If/When you do gain weight from strength training, be sure to note changes in physique, not just the scale. Your body may be getting healthier, trimmer, and more muscular, but your overall body mass will increase. That would be a good, healthy gain and totally okay! Consider documenting with progress photos.


(Kristen Ann) #29

I dropped HIIT and am ding some moderate cardio occasionally with strength training. My hunger, satiety signals, and eating window are all back to normal! No changes on the scale but my pants are a little looser.


(Windmill Tilter) #30

It’s definitely not just you. High intensity training sends my appetite through the roof. I do a High Intensity Resistance Training (HIRT) workout once per week where you do just 5 exercises (bench press, leg press, cable row, lat pull down,overhead press) with the heaviest weight possible for just a single set of 90 seconds or until you hit total muscle failure. Total working time under load is barely 8 minutes for the whole workout (it’s called Body by Science)

After those workouts, I generally eat over 4000kcals, and frequently go over 5000kcals! It’s so taxing that recovery takes me about a week, but that’s just fine, because I’d get fat pretty quick if I did it more often. :yum:


(Windmill Tilter) #31

One thing I wonder about is whether hunger after exercise could be a proxy for efficacy. If I futz about on an elliptical for an hour a day, never get particularly hungry, and build no lean muscle, is this necessarily better than lifting something incredibly heavy at 100% intensity for a short time, getting ravenously hungry, and growing 3oz of new muscle?

I’m not asserting that this is what normally happens for people, but it’s possible. Even when I have those crazy 4000-5000kcal after lifting weights once a week, I still lose weight each week, but the amount I can lift each week goes up and over the course of months my muscles are growing visibly bigger and my waistline is growing measurably smaller.

It’s possible that eating to satiety after exercise might be self regulating for people with healthy metabolisms, and hunger is commensurate with demand to repair/build new muscle. I don’t know that this is true for anybody, much less everybody, but I wonder to what extent it could be true in people whose satiety signals are working properly.

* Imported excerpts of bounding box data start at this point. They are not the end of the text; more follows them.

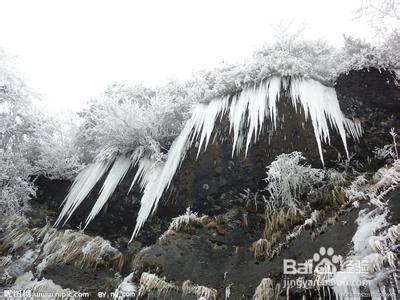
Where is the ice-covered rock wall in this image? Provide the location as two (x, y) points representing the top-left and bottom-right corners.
(57, 76), (362, 237)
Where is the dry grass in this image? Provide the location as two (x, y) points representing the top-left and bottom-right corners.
(263, 208), (305, 238)
(253, 278), (281, 300)
(138, 272), (181, 298)
(37, 227), (124, 272)
(255, 210), (322, 260)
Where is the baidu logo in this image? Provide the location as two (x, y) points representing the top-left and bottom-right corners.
(283, 247), (342, 275)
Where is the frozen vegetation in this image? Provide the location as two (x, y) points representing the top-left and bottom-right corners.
(0, 14), (400, 299)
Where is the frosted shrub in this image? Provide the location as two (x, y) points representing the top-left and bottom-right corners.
(265, 152), (324, 208)
(0, 149), (36, 220)
(78, 82), (195, 160)
(29, 113), (84, 179)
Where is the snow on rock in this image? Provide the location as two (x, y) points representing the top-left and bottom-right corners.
(114, 272), (138, 300)
(331, 207), (400, 299)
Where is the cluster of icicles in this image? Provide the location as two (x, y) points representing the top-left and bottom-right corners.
(56, 76), (362, 238)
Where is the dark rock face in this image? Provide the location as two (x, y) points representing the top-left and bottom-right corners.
(335, 69), (400, 159)
(32, 69), (400, 237)
(31, 69), (400, 299)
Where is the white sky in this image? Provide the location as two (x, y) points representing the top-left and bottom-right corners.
(0, 0), (371, 112)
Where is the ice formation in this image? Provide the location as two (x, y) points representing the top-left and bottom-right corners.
(57, 76), (362, 238)
(332, 207), (400, 300)
(113, 272), (138, 300)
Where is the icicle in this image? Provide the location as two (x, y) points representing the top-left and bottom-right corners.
(85, 156), (132, 228)
(55, 161), (111, 226)
(56, 76), (362, 237)
(290, 78), (362, 164)
(131, 97), (228, 240)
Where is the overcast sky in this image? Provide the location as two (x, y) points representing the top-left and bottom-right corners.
(0, 0), (371, 111)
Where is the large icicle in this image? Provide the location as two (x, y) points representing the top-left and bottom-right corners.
(132, 97), (229, 239)
(55, 161), (111, 226)
(57, 76), (362, 237)
(85, 156), (132, 228)
(290, 78), (361, 164)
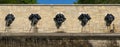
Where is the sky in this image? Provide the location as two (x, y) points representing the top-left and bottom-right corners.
(37, 0), (76, 4)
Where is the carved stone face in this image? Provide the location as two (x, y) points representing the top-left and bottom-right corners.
(78, 14), (91, 27)
(54, 14), (66, 29)
(5, 14), (15, 27)
(104, 14), (114, 26)
(29, 14), (41, 26)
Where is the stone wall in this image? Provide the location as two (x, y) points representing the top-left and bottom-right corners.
(0, 4), (120, 33)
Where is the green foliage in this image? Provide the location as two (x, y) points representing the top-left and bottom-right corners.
(74, 0), (120, 4)
(0, 0), (37, 4)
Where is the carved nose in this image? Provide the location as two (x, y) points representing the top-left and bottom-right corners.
(5, 14), (15, 27)
(54, 13), (66, 29)
(78, 14), (91, 27)
(29, 14), (41, 26)
(104, 14), (115, 26)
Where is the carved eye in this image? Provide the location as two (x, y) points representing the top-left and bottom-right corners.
(29, 14), (41, 26)
(5, 14), (15, 27)
(78, 14), (91, 26)
(104, 14), (115, 26)
(54, 13), (66, 29)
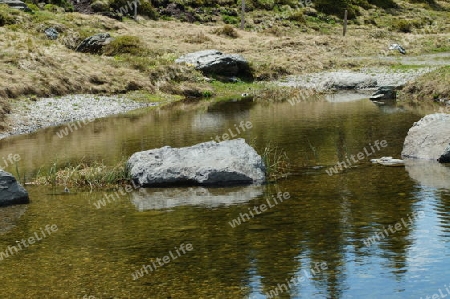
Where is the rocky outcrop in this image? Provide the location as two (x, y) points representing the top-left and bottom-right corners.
(0, 170), (30, 206)
(127, 139), (265, 187)
(0, 0), (30, 11)
(438, 144), (450, 163)
(75, 33), (113, 54)
(402, 113), (450, 162)
(175, 50), (251, 77)
(131, 185), (263, 211)
(370, 86), (397, 100)
(322, 72), (378, 90)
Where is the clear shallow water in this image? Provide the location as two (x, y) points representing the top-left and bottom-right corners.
(0, 100), (450, 298)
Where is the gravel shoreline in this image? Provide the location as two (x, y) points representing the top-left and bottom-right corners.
(0, 94), (157, 139)
(0, 67), (435, 140)
(278, 67), (436, 92)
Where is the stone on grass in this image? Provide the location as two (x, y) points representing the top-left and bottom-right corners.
(0, 0), (30, 11)
(75, 33), (113, 54)
(175, 50), (251, 77)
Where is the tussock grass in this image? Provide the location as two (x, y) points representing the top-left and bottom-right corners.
(0, 1), (450, 128)
(34, 159), (129, 190)
(261, 143), (290, 182)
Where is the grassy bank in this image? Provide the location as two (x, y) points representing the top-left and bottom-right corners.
(0, 1), (450, 129)
(31, 144), (290, 190)
(403, 66), (450, 104)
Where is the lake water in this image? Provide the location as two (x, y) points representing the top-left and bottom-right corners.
(0, 99), (450, 299)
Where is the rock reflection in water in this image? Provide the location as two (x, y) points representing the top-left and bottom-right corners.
(405, 159), (450, 189)
(131, 185), (264, 211)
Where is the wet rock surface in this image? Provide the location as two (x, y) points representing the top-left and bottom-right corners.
(127, 138), (265, 187)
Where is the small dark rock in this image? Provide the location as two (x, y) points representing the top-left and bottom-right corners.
(0, 0), (31, 11)
(44, 27), (59, 39)
(0, 170), (30, 206)
(438, 144), (450, 163)
(75, 33), (113, 54)
(175, 50), (252, 80)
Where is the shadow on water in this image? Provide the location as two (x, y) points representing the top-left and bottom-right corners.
(0, 99), (450, 298)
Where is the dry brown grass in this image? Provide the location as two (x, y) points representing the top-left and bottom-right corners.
(0, 1), (450, 127)
(403, 66), (450, 102)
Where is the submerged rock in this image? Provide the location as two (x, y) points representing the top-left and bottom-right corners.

Put differently, if we don’t get hungry after exercise, maybe we haven’t accomplished much?


(JJ) #32

Great reading the replies.

I experience insane hunger around my longer exercise efforts. I cycle about 80km a week (mix of some long, some short rides) and run 5-15km a week. I do weights 2 or 3 times a week for about 20min. A day or so after a long bike ride or run, I could represent Australia in the eating Olympics. Fasting is almost impossible if I have a big week of glyco burning kinda action.

Although my natural instinct is to try to suppress/ignore the hunger as I worry about regaining the weight I have lost, I find just eating up a storm seems the best approach for now.